Michael guardó silencio. El momento no le parecía adecuado. Empujó el cochecito. La nena, con los azules ojos abiertos, emitió un gorgorito. Michael tenía la sensación de que lo miraba a los ojos.
– Mire qué buena es -se maravilló Nita-, y guapísima.
– No diga eso -le advirtió Michael, y estiró la mano para tocar el armazón de madera del sofá.
– ¿Es supersticioso? Me alecciona con tanta lógica, ¿y resulta que es supersticioso?
– Lo soy -confesó Michael y, en el tono con el cual recordaba que hablaban las mujeres en su Marruecos natal, añadió-: ¿Qué le voy a hacer? -se puso en pie para irse.
– No se vaya todavía -dijo Nita-. Quédese un ratito más. Podemos tomar una copa de coñac o de lo que sea -Michael no volvió a sentarse pero tampoco se movió-. Su presencia ahuyenta los pensamientos negativos que me atormentan -le explicó con la vista baja-. Pero quédese sólo si le apetece, si está cansado o… -murmuró.
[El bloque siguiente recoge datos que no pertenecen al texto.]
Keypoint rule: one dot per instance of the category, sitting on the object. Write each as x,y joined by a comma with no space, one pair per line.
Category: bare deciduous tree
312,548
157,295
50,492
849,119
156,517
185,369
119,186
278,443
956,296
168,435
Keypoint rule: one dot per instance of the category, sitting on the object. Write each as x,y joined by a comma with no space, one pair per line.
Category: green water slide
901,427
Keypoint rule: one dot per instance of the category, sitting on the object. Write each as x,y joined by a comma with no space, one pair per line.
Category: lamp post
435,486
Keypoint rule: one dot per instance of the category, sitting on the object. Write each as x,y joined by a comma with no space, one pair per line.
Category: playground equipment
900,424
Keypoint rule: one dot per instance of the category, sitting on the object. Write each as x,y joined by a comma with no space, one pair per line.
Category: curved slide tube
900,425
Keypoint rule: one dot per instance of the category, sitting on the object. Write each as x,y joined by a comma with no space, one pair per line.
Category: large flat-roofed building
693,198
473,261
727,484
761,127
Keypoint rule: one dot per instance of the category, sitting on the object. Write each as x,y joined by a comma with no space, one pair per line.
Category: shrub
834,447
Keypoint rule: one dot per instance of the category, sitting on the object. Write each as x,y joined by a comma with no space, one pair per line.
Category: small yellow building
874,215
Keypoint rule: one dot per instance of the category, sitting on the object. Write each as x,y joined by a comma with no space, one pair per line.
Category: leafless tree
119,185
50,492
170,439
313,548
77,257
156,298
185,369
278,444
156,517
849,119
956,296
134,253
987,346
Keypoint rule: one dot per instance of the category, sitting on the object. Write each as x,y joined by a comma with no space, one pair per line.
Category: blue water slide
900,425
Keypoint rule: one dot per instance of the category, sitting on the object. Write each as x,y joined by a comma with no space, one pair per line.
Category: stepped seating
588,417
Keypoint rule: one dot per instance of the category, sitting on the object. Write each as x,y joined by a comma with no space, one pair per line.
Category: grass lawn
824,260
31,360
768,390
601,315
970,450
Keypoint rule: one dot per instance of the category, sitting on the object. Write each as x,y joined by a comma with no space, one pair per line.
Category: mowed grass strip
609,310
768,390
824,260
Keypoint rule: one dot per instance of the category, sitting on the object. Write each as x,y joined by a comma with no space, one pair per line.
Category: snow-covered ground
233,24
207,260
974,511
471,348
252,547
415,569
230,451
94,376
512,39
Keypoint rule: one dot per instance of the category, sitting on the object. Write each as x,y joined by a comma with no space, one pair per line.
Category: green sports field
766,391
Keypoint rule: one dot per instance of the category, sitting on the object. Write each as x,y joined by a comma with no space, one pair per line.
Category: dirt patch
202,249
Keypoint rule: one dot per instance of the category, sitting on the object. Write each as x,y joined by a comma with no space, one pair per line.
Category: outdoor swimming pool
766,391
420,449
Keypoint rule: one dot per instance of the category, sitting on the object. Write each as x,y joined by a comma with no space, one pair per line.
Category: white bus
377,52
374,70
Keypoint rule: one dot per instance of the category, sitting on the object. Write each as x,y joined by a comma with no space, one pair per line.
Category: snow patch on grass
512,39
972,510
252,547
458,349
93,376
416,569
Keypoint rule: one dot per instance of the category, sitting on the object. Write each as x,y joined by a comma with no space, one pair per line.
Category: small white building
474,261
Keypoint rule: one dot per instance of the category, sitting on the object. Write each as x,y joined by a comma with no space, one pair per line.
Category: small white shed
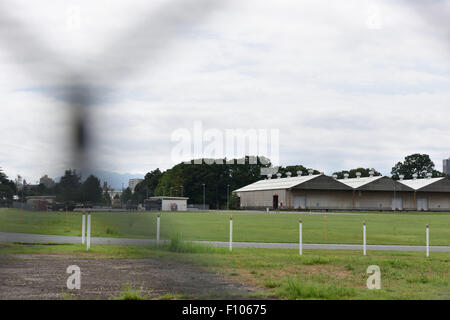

La niña parecía estar a sus anchas. El piso desprendía ahora un aroma limpio. No había motivos para apresurarse. Se lo contaría todo mientras tomaba un coñac. Contárselo le haría sentirse mejor. Tal vez. Sería un alivio. De pronto tuvo esa certidumbre, al menos hasta el momento en que tomó de nuevo asiento y encendió un cigarrillo. Con la vista fija en la copa de coñac, volvió a sopesar los pros y los contras. Imaginó que ella empalidecería, o se sonrojaría, en todo caso quedaría horrorizada, exigiría que hicieran algo de inmediato, informar a las autoridades, buscar a la madre de la niña. Le preguntaría por qué quería lo que quería. Volvió a inundarle una mezcla de vergüenza y ansiedad emanadas del deseo de conservar para sí a la niña y del hecho de que ni él mismo era capaz de explicárselo. Nita reposaba en silencio, con las piernas recogidas bajo el cuerpo. Una vez terminada la limpieza, se había cambiado de ropa. Se había puesto una blusa azul arrugada pero limpia. Su delgadez saltaba a la vista. Nita balanceó la copa entre las palmas de sus grandes manos y lo miró con dulzura.